Objective To investigate the ability of anti–endothelial cell antibodies (AECA) to modulate endothelial cell function. Methods The effects of purified IgG from 11 patients with systemic lupus erythematosus (SLE) and 4 patients with systemic vasculitis on the expression of adhesion molecules (intercellular adhesion molecule 1, vascular cell adhesion molecule 1, E‐selectin) by human umbilical vein endothelial cells and on the adhesion of the human promyelocytic cell line U937 were examined in vitro. Results IgG from 6 of 8 AECA‐positive SLE patients and 3 of 3 AECA‐positive systemic vasculitis patients up‐regulated adhesion molecule expression and leukocyte adhesion to endothelial cells. The 4 AECA‐negative samples had no effect. Transfer experiments demonstrated that at later time points (2–8 hours) after AECA addition, endothelium‐derived interleukin‐1 (IL‐1) accounted for the ability of AECA to increase leukocyte adhesion. However, even within very short times after addition of AECA (<30 minutes), endothelial cells released a distinct transferable mediator with similar effects.
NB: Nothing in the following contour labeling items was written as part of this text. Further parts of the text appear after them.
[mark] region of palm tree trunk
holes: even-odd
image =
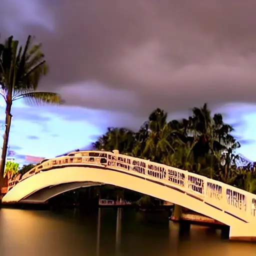
[[[10,114],[12,108],[11,104],[7,104],[6,110],[6,129],[4,134],[4,142],[2,144],[2,159],[0,164],[0,192],[4,185],[4,176],[6,167],[6,158],[9,140],[9,134],[10,132],[10,124],[12,116]]]

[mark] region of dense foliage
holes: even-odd
[[[254,193],[254,164],[239,164],[243,160],[236,150],[240,145],[233,131],[221,114],[212,116],[206,104],[192,108],[188,119],[169,122],[167,113],[157,108],[138,132],[109,128],[93,145],[96,149],[118,150],[120,154],[186,170]]]

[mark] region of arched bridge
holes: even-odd
[[[230,226],[231,236],[256,238],[256,195],[118,150],[72,152],[46,160],[16,183],[3,203],[42,202],[65,191],[108,184],[208,216]]]

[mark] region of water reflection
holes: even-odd
[[[256,244],[230,242],[220,230],[168,222],[168,213],[124,209],[0,210],[1,256],[254,255]]]

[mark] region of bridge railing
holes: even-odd
[[[20,181],[53,168],[97,166],[178,190],[221,210],[250,222],[256,221],[256,195],[186,170],[119,154],[86,151],[45,161],[23,176]]]

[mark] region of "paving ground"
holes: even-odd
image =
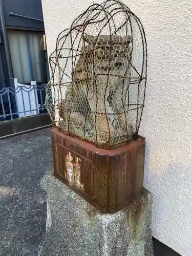
[[[0,256],[38,256],[46,218],[40,183],[52,168],[50,129],[0,141]],[[179,256],[154,246],[155,256]]]
[[[40,181],[51,168],[50,129],[0,141],[1,256],[37,256],[46,225]]]

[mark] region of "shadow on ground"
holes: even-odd
[[[0,255],[37,256],[46,229],[45,174],[53,168],[45,129],[0,141]],[[179,256],[154,240],[155,256]]]
[[[0,141],[0,255],[38,255],[45,233],[41,179],[52,168],[45,129]]]

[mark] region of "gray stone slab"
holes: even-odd
[[[39,256],[153,256],[152,197],[114,214],[101,214],[52,174],[47,192],[47,231]]]
[[[37,256],[46,230],[41,180],[52,168],[45,129],[0,141],[0,255]]]

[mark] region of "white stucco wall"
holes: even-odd
[[[57,34],[93,1],[42,2],[50,54]],[[124,2],[140,18],[148,42],[147,90],[140,134],[147,143],[144,185],[154,196],[153,234],[182,255],[191,256],[192,2]]]

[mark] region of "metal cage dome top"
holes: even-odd
[[[97,146],[138,136],[145,95],[143,26],[117,0],[93,4],[58,35],[46,106],[54,125]]]

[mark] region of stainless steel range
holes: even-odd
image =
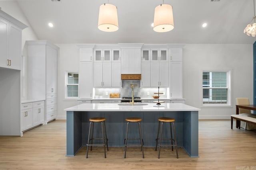
[[[130,103],[132,102],[132,97],[122,97],[121,100],[121,103]],[[134,97],[134,103],[141,103],[141,99],[140,97]]]

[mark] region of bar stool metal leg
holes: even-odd
[[[144,151],[143,150],[143,146],[142,144],[142,138],[141,136],[141,129],[140,129],[140,122],[138,122],[139,124],[139,131],[140,131],[140,145],[141,145],[141,151],[142,152],[142,158],[144,158]]]
[[[88,135],[88,141],[87,142],[87,143],[89,143],[90,142],[90,135],[91,135],[91,127],[92,126],[92,122],[91,122],[90,123],[90,127],[89,127],[89,135]],[[86,158],[88,158],[88,151],[89,151],[89,145],[87,145],[87,150],[86,151]]]
[[[107,144],[107,150],[108,150],[108,137],[107,137],[107,131],[106,129],[106,123],[105,123],[105,121],[103,121],[103,123],[104,123],[104,129],[105,129],[105,135],[106,135],[106,138],[105,138],[106,139],[106,143]]]
[[[160,122],[158,121],[158,128],[157,129],[157,136],[156,139],[156,149],[155,150],[156,150],[157,149],[157,144],[158,142],[158,137],[159,136],[159,129],[160,128]]]
[[[126,127],[126,135],[124,144],[124,158],[126,158],[126,148],[127,147],[127,139],[128,139],[128,127],[129,125],[129,122],[127,122],[127,125]]]
[[[162,139],[163,135],[163,122],[161,122],[161,133],[160,135],[160,144],[159,145],[159,150],[158,150],[158,158],[160,158],[160,150],[161,150],[161,146],[162,145]]]
[[[176,139],[176,131],[175,131],[175,125],[174,125],[174,122],[172,122],[172,125],[173,125],[173,131],[174,133],[174,141],[175,142],[175,145],[176,145],[176,147],[175,147],[176,148],[176,157],[177,158],[179,158],[179,156],[178,154],[178,146],[177,145],[177,139]]]
[[[172,145],[173,142],[172,142],[172,123],[171,122],[170,123],[170,128],[171,132],[171,145]],[[173,151],[173,146],[172,146],[172,151]]]
[[[104,129],[103,129],[103,123],[102,123],[102,121],[101,122],[101,128],[102,129],[102,139],[103,140],[103,145],[104,145],[104,156],[105,157],[105,158],[106,158],[106,145],[105,144],[105,135],[104,134]]]

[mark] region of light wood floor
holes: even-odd
[[[104,158],[102,148],[94,147],[86,159],[85,147],[75,156],[66,156],[66,121],[55,121],[23,137],[0,136],[0,169],[256,170],[256,131],[239,130],[235,123],[232,130],[230,124],[230,120],[199,121],[199,158],[190,157],[180,148],[177,159],[175,151],[165,148],[158,159],[154,148],[145,147],[142,159],[138,148],[129,147],[124,159],[123,147],[110,147]]]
Conclusion AECA in patients with SLE or systemic vasculitis may contribute to pathogenesis by increasing leukocyte adhesion to endothelial cells. AECA act by inducing the release of at least two endothelium‐derived mediators, one (as‐yet‐unidentified) rapidly and another (IL‐1) more slowly, both of which stimulate endothelial cells in an autocrine manner.